DDM – How to interprete results/Bioinformatics explanations (5)
The SOPHiA DDM™ Platform evaluates the impact of each variant on all transcripts of the gene in the kit. For each variant, the platform displays the transcript for which it is most deleterious. The variant annotation (coding consequence, cDNA HGVS nomenclature, protein effect) is then provided relative to this transcript. This method is used to minimize the probability of missing a potentially pathogenic mutation.
During variant analysis, the SOPHiA DDM™ Platform has the capability to directly ascertain the status of a pre-defined set of features.
This set of features can be defined both at the genomic and protein level. The monitoring of a given genomic region, such as an exon, is also possible.
If the screening analysis is enabled, a screening panel displaying the status of the pre-defined features is available on SOPHiA DDM™ Platform.
The pre-defined set is thoroughly tested before being deployed. This procedure ensures that all events are assessable from the product used. Therefore, this analysis can only be enabled by our team.
Using PMS2 and PMS2CL as an example: For both gene and pseudogene, exons 11-15 are very similar and the SOPHiA DDM™ Platform provides a warning for all variants that are detected in PMS2 exons 11-15 according to one of 3 categories:
Pseudogene_identical
applies to all variants detected in PMS2 exon 15, which are identical to the corresponding exon in PMS2CL. This warning indicates that it is impossible to distinguish a variant listed for PMS2 exon 15 from a variant that may be located in the corresponding exon in pseudogene PMS2CL.
Pseudogene_polymorphism
applies to variants detected in PMS2 exon 13 or exon 14, which are very similar to the corresponding exons in PMS2CL and – importantly – where gene conversion is frequently observed. These PMS2 exons may have replaced the corresponding sequence in the PMS2CL pseudogene locus or vice versa. Although PMS2 and PMS2CL sequences can be distinguished in these exons, no high confidence conclusions can be made since the observed PMS2 sequence (and any variants detected in this context) could originate either from the PMS2 gene locus or the PMS2CL pseudogene locus (due to gene conversion).
Pseudogene_distinct
applies to variants detected in PMS2 exon 12 or exon 11, which are very similar to the corresponding exons in PMS2CL but where gene conversion is rare. Here, the PMS2 sequence can be distinguished from the corresponding PMS2CL sequence with reasonable confidence [e.g. the observed PMS2 sequence (and any variants detected in this context) actually originates from PMS2 and not the PMS2CL pseudogene].

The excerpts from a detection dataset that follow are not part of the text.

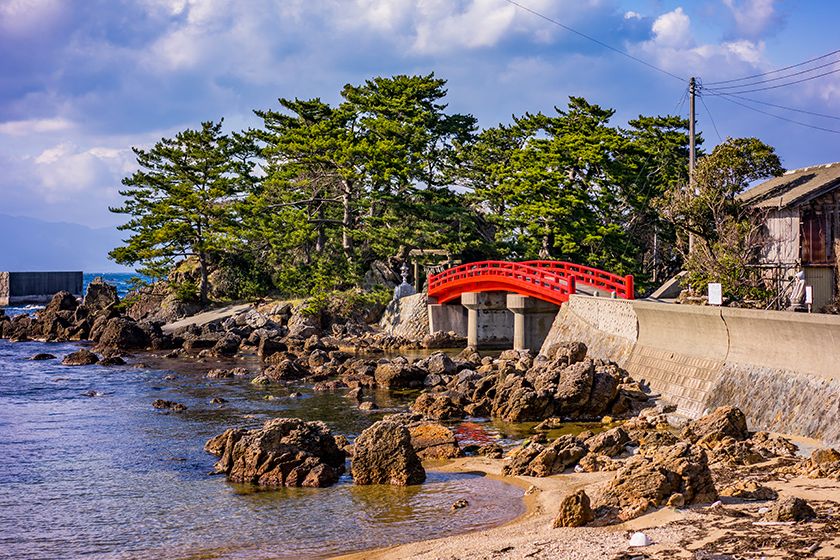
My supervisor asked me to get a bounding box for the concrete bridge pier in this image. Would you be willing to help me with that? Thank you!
[461,292,513,348]
[506,294,560,352]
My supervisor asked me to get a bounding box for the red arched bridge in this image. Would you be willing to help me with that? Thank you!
[428,261,633,305]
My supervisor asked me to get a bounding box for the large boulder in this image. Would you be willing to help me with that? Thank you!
[408,422,461,460]
[680,406,750,447]
[205,418,345,487]
[61,348,99,366]
[84,276,120,314]
[373,358,426,389]
[554,490,594,528]
[411,393,465,420]
[502,435,586,477]
[595,442,717,522]
[98,317,149,350]
[351,420,426,486]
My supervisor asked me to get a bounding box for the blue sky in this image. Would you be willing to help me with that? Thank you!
[0,0,840,232]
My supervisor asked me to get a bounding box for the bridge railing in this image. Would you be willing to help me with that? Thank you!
[428,261,575,303]
[428,261,633,301]
[521,261,635,299]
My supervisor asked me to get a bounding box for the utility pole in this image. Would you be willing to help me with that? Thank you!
[688,76,697,255]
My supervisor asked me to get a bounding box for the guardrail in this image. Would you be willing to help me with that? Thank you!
[428,261,633,305]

The SOPHiA DDM™ Platform normalizes the scores provided by the different tools to enable comparisons among the different sources. For all predictive scores, a value of 1 means likely pathogenic and 0 likely benign irrespective of the database. The scores are transformed following the rationale and procedure established by dbNSFP and discussed in Xiaoming Liu et al., 2011 (https://doi.org/10.1002/humu.21517). Briefly:
SIFT
“1 – SIFT” score (the original SIFT score is opposite, with 0 being predicted pathogenic and 1 benign)
PolyPhen2
No transformation (there are two different PolyPhen2 scores, HVAR and HDIV, based on different training sets)
MutationTaster
Combination of prediction and score (1 – confident, 0 not confident). The SOPHiA DDM™ Platform displays the score if the prediction is pathogenic or “1 – score” if the prediction is benign
There are two different BRCA1 exon naming conventions.
1) The BRCA1 legacy exon nomenclature is still used by some clinical databases, where exon 4 is missing due to an initial oversight during BRCA1 protein characterization – all following exons have a number increased by one.
2) The standard HGVS/RefSeq/Ensembl nomenclature ranks exons dependent on the specific transcript (NM_*, ENST*) and they are always numbered in increasing order from 1 up to the last exon.